The ultimate goal of implementing HMIS was to enhance evidence-based decision-making practice at all health system levels. The result of information utilization in terms of performance monitoring, action plan, and quality improvement development at the hospital level was low at the pre-intervention phase, but it showed a significant change at the post-intervention phase. The level of information use after the intervention is higher than from previous studies conducted in different administrative zones of Ethiopia11,13,15–17 and Kenya. 6 This implies that the designed intervention had a paramount effect on improving the level of information use. Performance monitoring team functionality and providing feedback before intervention was lower than studies conducted at Mekelle zone, 11 Hadiya zone, 16 and East Gojjam 17 but increased after the interventions and higher than the previous studies.

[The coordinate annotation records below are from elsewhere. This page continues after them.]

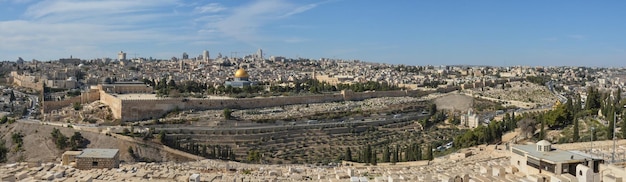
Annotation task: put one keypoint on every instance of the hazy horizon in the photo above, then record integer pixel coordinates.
(497, 33)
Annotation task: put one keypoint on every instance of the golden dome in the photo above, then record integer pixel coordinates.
(241, 73)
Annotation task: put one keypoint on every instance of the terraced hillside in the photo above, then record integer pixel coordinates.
(306, 143)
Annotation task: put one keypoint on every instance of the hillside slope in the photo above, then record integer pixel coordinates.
(39, 147)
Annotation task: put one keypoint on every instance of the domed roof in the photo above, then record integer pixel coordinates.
(241, 73)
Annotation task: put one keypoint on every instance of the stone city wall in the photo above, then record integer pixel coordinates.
(86, 163)
(85, 97)
(114, 103)
(149, 109)
(27, 81)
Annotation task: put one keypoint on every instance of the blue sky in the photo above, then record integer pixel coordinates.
(536, 33)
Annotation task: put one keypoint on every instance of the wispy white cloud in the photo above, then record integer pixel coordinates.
(242, 23)
(210, 8)
(295, 40)
(300, 9)
(48, 29)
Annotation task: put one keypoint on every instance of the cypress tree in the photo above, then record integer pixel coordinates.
(542, 132)
(348, 155)
(430, 152)
(373, 160)
(386, 154)
(576, 133)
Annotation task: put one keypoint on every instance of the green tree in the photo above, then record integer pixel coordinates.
(61, 142)
(386, 154)
(18, 141)
(611, 128)
(432, 109)
(394, 157)
(374, 160)
(623, 129)
(12, 96)
(162, 136)
(131, 152)
(254, 156)
(576, 132)
(542, 132)
(77, 141)
(227, 113)
(4, 151)
(430, 152)
(77, 106)
(4, 119)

Data recording completeness, report timeliness, and data consistency at post-intervention were better than at the pre-intervention phase. This indicates the intervention designed and implemented based on the root cause was effective. So, designing intervention strategies based on the root causes and implementing the designed interventions at each health system level will help improve data quality and information use. However, there were some limitations in this study. The first one is the charts reviewed at the pre and post-intervention phase were different, and second, we used secondary data, and some data were missed. Third, the impact was not evaluated. Lastly, the other data quality dimensions were not addressed. Also, there might be selection bias for records. We took a sample record of 384 charts, so it might not be generalizable for other records.
Conclusion and recommendation
Before the intervention, the level of data quality and information use was low at Metema Hospital, leading the health system cadres to plan and pass decisions without evidence. Lack of HMIS training, low rate of supportive supervision and feedback provision identified gaps for poor HMIS implementation. On the other hand, HMIS training, conducting regular supportive supervision and feedback provision improved data completeness, consistency, and report timeliness and information utilization for decision making in the study setting. Therefore, assessing all the other data quality dimension status and information use practice, identifying the root causes and designing intervention based on the root causes will improve data quality and information utilization.
Footnotes
Acknowledgements
The authors would like to thank facilitators and Metemal Hospital staffs which were dedicated to made the study possible.
Author contributions
All authors made substantial contributions to conception and design, acquisition of data, or analysis and interpretation of data; took part in drafting the article or revising it critically for important intellectual content; gave final approval of the version to be published; and agree to be accountable for all aspects of the work.
Competing interests
The authors declare that they have no competing interests.
Funding
The author(s) received no financial support for the research, authorship, and/or publication of this article.
Ethics approval and consent to participate
The study protocol was reviewed and approved by ethical review board of University of Gondar and Permission letter also obtained from Metema Primary Hospital administration. Names of patients and other personal identifiers were not included in the data collection tool.
Availability of data and materials
The datasets generated and/or analyzed will be available upon request from the corresponding author.